Which game you guys have released would you recommend to a first timer in this scene?

Andrew: None of them. There are significantly better games out there on every platform than anything we’ve ever put out.
Jaco: I think Goatlizard DX is fun. Give it a go.


Who’s games from back in the back would you same most inspired you and why?

Andrew: Most games inspire me
Jaco: Agreed. If you love playing games, it doesn’t take long to find a game that inspires you in one way or another.


What games company from back then was your favourite and why?(Bitmap, Sensible, Gremlin and so on)

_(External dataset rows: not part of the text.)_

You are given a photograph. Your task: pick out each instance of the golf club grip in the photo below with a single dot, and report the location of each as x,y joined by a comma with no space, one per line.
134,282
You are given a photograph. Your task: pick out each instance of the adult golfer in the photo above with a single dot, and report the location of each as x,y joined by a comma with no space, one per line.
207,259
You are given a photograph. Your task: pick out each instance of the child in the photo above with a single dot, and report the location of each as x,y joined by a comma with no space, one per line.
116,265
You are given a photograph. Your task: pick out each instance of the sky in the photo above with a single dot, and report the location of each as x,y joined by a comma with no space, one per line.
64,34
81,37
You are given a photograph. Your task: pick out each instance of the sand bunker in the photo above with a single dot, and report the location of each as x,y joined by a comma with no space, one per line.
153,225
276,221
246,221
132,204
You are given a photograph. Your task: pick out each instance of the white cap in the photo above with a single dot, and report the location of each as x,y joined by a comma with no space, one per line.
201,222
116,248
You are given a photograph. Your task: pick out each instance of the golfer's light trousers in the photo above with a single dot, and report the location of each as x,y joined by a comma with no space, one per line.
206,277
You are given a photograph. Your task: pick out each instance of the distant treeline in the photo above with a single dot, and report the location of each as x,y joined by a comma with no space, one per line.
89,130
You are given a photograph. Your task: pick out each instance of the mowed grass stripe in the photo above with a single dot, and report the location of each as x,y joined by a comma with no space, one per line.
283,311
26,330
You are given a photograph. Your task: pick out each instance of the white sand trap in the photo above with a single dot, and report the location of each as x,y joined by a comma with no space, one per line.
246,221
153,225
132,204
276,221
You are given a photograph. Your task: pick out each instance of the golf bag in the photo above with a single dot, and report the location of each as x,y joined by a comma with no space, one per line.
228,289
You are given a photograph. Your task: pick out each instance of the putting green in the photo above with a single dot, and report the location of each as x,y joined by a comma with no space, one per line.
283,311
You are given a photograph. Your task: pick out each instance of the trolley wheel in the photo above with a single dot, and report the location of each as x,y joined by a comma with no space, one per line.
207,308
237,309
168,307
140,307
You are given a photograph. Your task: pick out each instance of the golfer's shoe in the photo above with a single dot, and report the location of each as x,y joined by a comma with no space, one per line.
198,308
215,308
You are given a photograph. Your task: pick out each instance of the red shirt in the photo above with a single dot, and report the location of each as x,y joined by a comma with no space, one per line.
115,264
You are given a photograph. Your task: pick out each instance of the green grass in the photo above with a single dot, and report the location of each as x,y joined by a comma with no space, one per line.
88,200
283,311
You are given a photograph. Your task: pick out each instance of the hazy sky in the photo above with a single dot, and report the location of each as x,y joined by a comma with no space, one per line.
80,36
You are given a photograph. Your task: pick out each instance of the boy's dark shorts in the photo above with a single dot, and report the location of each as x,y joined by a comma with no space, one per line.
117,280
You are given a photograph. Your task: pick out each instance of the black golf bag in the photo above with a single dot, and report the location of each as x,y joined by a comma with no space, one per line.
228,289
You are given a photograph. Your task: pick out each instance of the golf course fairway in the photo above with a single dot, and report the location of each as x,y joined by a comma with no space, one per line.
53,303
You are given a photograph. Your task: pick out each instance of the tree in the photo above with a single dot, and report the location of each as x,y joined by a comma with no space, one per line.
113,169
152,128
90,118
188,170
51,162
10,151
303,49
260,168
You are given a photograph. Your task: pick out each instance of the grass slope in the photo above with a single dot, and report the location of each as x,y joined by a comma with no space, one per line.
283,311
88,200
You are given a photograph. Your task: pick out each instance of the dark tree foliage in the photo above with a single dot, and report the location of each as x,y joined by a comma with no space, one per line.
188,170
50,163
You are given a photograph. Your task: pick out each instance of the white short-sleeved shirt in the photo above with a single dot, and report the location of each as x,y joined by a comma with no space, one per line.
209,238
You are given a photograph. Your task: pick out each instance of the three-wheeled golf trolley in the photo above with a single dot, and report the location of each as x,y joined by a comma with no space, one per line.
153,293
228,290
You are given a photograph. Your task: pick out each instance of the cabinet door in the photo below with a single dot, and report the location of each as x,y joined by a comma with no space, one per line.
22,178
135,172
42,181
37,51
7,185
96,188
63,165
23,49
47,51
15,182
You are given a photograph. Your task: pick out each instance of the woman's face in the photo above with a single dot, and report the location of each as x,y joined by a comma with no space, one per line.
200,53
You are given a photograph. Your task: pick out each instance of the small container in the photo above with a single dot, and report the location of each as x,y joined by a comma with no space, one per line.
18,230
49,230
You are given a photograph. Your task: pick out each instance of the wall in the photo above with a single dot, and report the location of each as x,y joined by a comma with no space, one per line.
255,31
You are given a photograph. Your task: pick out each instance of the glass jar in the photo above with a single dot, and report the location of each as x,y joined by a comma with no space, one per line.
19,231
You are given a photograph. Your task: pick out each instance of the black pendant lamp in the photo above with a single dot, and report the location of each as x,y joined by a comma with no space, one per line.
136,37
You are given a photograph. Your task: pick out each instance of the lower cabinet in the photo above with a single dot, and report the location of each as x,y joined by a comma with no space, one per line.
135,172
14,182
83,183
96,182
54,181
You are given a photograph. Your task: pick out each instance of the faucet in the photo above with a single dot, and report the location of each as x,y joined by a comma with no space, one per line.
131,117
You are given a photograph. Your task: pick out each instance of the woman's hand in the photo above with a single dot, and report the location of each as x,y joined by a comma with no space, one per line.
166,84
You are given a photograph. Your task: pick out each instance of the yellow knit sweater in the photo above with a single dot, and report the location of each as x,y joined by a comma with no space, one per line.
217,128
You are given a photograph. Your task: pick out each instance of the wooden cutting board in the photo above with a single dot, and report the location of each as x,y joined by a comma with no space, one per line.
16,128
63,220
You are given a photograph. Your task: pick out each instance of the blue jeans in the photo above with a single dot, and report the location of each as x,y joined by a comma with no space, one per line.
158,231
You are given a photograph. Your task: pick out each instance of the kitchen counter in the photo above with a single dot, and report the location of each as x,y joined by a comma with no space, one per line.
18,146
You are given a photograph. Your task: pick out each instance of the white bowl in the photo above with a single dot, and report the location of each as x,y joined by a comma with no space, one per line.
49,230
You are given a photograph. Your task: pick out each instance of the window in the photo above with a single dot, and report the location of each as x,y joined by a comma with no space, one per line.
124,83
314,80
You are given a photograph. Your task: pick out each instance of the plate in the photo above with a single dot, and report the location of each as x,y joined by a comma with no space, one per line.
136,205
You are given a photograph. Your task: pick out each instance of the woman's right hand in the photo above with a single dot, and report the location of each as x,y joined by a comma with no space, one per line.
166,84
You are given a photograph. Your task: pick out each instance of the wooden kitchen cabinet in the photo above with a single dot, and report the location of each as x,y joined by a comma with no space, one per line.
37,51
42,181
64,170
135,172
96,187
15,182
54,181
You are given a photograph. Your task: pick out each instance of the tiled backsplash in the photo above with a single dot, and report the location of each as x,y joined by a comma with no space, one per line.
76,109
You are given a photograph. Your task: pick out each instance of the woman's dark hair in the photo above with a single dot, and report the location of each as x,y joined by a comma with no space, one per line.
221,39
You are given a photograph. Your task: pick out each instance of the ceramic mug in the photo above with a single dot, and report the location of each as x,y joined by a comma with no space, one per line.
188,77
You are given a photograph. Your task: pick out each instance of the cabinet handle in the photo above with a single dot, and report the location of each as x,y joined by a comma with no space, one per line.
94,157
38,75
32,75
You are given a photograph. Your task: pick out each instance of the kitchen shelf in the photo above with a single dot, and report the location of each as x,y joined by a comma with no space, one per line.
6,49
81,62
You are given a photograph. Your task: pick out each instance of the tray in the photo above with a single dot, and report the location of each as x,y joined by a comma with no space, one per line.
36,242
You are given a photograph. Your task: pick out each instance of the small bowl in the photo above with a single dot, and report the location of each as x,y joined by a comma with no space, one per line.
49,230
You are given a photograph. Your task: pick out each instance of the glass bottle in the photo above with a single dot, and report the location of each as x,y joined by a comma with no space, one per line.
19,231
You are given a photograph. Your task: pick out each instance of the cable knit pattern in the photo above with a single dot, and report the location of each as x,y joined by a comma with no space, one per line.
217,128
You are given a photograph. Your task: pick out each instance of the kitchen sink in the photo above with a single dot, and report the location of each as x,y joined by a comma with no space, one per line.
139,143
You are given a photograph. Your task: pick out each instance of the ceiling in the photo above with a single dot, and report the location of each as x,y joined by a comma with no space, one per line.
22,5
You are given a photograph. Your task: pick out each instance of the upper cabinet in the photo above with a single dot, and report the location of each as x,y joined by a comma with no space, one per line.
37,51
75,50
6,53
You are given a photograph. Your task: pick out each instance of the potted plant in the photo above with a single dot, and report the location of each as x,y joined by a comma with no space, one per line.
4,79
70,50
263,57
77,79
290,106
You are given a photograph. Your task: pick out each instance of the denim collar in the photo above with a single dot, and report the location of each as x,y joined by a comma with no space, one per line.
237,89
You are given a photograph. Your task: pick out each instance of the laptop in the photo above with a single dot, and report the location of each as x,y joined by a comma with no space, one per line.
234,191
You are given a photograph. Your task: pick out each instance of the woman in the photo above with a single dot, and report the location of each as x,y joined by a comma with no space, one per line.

Andrew: Sensible, Gremlin, Taito, Sega Wonderboy stuff. Fuckign adore Wonderboy in Monsterland on Sega Master System. It is my favourite game of all time.
Jaco: Gremlin, Sensible, Team 17 and a few others too.


Spiker looks is a fantastic game, tell us the inspiration and what are the main differences between the Spectrum and Sam Coupe Versions.

Andrew: Well, Spiker on Speccy is really just a demo, the game is over so quickly – blink and you almost miss it. It has some beautiful off the shelf music from Yerzmyey, though. The inspiration came from a thread on the World of Spectrum forums discussing the creation of a new spaceship mascot for the speccy. I saw the sprite there and thought I’d give it a go. I am quite pleased with the way the thing plays but in some ways the game is an embarassment as it requires a 128K Speccy and you’d be forgiven for wondering why as there are far better examples of shoot-em-ups on lesser 48K speccies. Still it chops a long at 50hz and is fun. Spiker on Sam is the sequel of sorts to it. With proper enemy attack waves, power ups and even a story with cutscenes. There is also a straight SAM conversion of the original Spiker to go along side it, too. That would be included on the disk if Spiker 2 ever completes.
Jaco: As he said. I do hope we complete Spiker 2 as I think it’ll be fun to play. It is definitely finer coding coming from Andrew.


Huge thanks to the guys for the informative and fun interview.